34. The method of claim 33 wherein the mycotoxin is selected from the group consisting of aflatoxin, deoxynivalenol, and sterigmatocystin.

35. The method of claim 32 wherein the chromatography is thin layer chromatography (TLC) using TLC plates.

36. The method of claim 32 wherein the transgenic fungus is a fungus selected from the group consisting of Aspergillus parasiticus, Aspergillus nidulans, Aspergillus versicolor, Aspergillus flavus, Gibberella pulicaris and Gibberella zeae.

37. The method of claim 32 wherein the promoter is selected from the group consisting of a nor-1 promoter, a ver-1 promoter, verA promoter, fas-1a promoter, omt-1 promoter, an alfR promoter, an ipnA promoter, a tri5 promoter, and mutant thereof.
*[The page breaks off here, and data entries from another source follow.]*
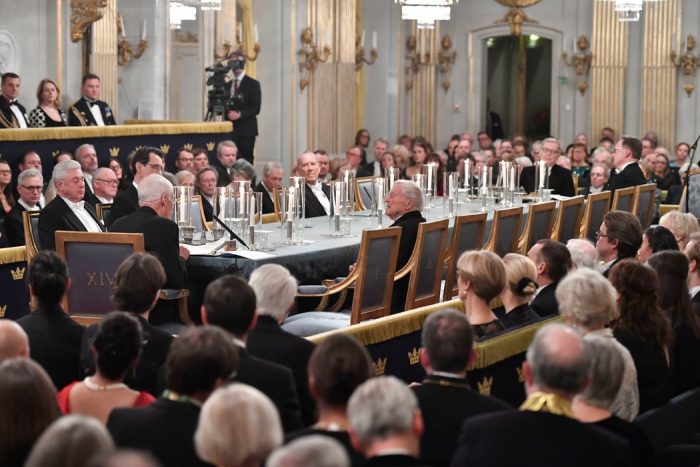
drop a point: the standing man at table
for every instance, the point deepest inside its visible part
(89, 110)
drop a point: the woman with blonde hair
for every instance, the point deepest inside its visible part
(521, 285)
(481, 277)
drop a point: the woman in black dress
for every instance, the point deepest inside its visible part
(48, 113)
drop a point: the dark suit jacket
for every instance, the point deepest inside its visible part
(545, 303)
(79, 114)
(153, 354)
(248, 98)
(313, 207)
(7, 117)
(54, 343)
(275, 381)
(632, 175)
(409, 231)
(559, 180)
(165, 429)
(161, 237)
(267, 340)
(536, 439)
(58, 216)
(445, 403)
(126, 202)
(268, 202)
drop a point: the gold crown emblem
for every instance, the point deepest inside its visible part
(17, 274)
(414, 356)
(379, 366)
(485, 385)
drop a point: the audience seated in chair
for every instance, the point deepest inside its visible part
(338, 365)
(444, 397)
(590, 316)
(275, 289)
(54, 338)
(229, 303)
(200, 360)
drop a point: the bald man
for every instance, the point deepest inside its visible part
(13, 340)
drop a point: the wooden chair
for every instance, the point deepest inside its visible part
(644, 206)
(363, 193)
(30, 220)
(425, 265)
(624, 199)
(467, 234)
(93, 259)
(568, 223)
(505, 231)
(597, 206)
(540, 219)
(104, 212)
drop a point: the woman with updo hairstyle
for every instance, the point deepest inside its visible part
(644, 329)
(481, 276)
(337, 366)
(116, 348)
(27, 408)
(521, 285)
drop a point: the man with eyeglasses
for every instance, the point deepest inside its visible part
(29, 185)
(67, 211)
(104, 185)
(146, 161)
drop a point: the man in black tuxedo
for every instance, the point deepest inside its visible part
(271, 181)
(544, 431)
(317, 193)
(553, 261)
(275, 289)
(385, 422)
(67, 211)
(229, 303)
(89, 110)
(375, 168)
(12, 113)
(200, 360)
(404, 204)
(29, 185)
(161, 237)
(146, 161)
(445, 398)
(619, 237)
(560, 180)
(246, 95)
(628, 151)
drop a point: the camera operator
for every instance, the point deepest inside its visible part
(245, 93)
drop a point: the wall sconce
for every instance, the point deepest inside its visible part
(360, 59)
(417, 56)
(445, 60)
(688, 63)
(581, 61)
(125, 51)
(310, 56)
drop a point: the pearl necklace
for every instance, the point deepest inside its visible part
(96, 387)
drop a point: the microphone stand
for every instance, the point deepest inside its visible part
(231, 233)
(693, 148)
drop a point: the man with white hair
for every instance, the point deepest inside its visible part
(67, 211)
(385, 422)
(275, 289)
(160, 234)
(557, 368)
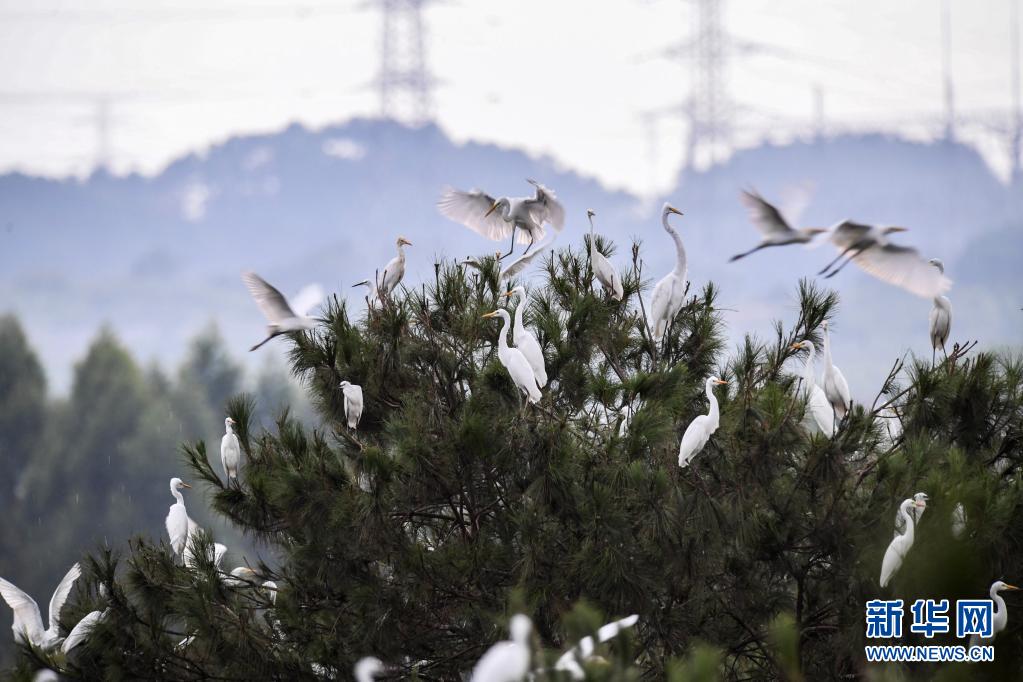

38. The method of claim 32 wherein the reporter gene is selected from the group consisting of a gene encoding β-glucuronidase, a gene encoding β-galactosidase, a gene encoding luciferase, and a gene encoding fluorescent green protein.

39. The method of claim 32 wherein a transgenic fungus is provided that contains a reporter gene operatively linked to a constitutive promoter which provides a control for the method.

40. The method of claim 39 wherein the constitutive promoter is benA or mutant thereof.

41. The method of claim 35 wherein the spores are applied to the TLC plates in an agarose solution.

42. The method of claim 32 or 35 wherein the fungi are incubated in a dark and moist atmosphere at 30° C. for a time sufficient for the fungi to cover the plate.

43. The method of claim 32 or 35 wherein the fungi are lysed to release the reporter gene expression product.

44. The method of claim 43 wherein the fungi are lysed by freeze-thawing.